A full implementation of the neural network has been performed on a the xc7z045ffg900-2 FPGA target and Table II shows the implementation results in terms of used resources. In order to obtain an estimation of the power consumed by the neural network, we have built a complete model that consists in connecting both M 1 and M 2 models of each involved operator. The complete resulting model is depicted in Fig. 6 . A high level simulation is then performed by giving the same test-bench as in the "real" implemented neural network. Power estimation is performed in each phase of propagation by storing the values of the power for each operator.
In the next section, detailed results are given that compare the power estimated values from our models with the power values of the global neural network taken from the Xilinx Power Analyzer tool.

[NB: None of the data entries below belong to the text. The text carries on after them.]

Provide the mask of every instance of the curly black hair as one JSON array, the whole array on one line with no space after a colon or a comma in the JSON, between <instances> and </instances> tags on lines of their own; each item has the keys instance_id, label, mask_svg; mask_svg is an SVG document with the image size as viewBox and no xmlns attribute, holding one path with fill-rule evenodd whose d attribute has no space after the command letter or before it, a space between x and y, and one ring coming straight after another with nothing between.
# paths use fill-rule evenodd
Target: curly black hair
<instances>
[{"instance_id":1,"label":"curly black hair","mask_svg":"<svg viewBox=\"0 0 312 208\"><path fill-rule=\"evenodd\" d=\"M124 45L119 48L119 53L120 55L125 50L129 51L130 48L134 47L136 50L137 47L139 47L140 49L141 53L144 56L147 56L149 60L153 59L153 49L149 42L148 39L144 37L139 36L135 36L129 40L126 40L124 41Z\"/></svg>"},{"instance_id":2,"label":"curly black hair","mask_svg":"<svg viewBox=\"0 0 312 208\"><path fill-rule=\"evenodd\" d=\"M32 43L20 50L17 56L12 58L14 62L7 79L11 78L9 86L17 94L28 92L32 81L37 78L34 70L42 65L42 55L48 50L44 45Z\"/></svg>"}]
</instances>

C. Results and Discussions
A low-level power estimation tool has been used to estimate the power consumption of the complete neural network. The dynamic power consumption of the full design is 239.0 mW. Table III In order to measure the accuracy, the percentage of error (in terms of power estimation) compare to the real implementation at RT level, we have P ref power that results from the real implementation of the neural network, and P method is the total power that has been obtained using our models. The obtained results for this implementation show that P ref = 239.0 mW , P method = 221.0 mw which corresponds to an estimation error of only 7.5 %. Note that, the real implementation takes into account all technological details and has a complete knowledge of the placement and routing of the components that are implemented. In fact 8% of error is due to the lack of all the technological information. This result was expected but it seems very promising that dealing with signal activity rates and % of logic high only is enough to obtain a good accuracy and to speedup the design process.
V. CONCLUSION
In this paper, we have proposed a new approach for the FPGA dynamic power estimation, at system level. It is achieved by the decomposition of a digital system into a set of basic operators. By propagating and summing up the estimated power computed for each operator, we obtain a global power estimation. The presented method allows designers to early perform power estimation in the design flow. We have shown that our method provides significant results, since the estimation error is less than 8%. We have then demonstrated that taking the signal activity and percentage HIGH parameters are sufficient enough to obtain a correct accuracy at high level. As future work, we will improve our models based on real power measurements, on various hardware platforms.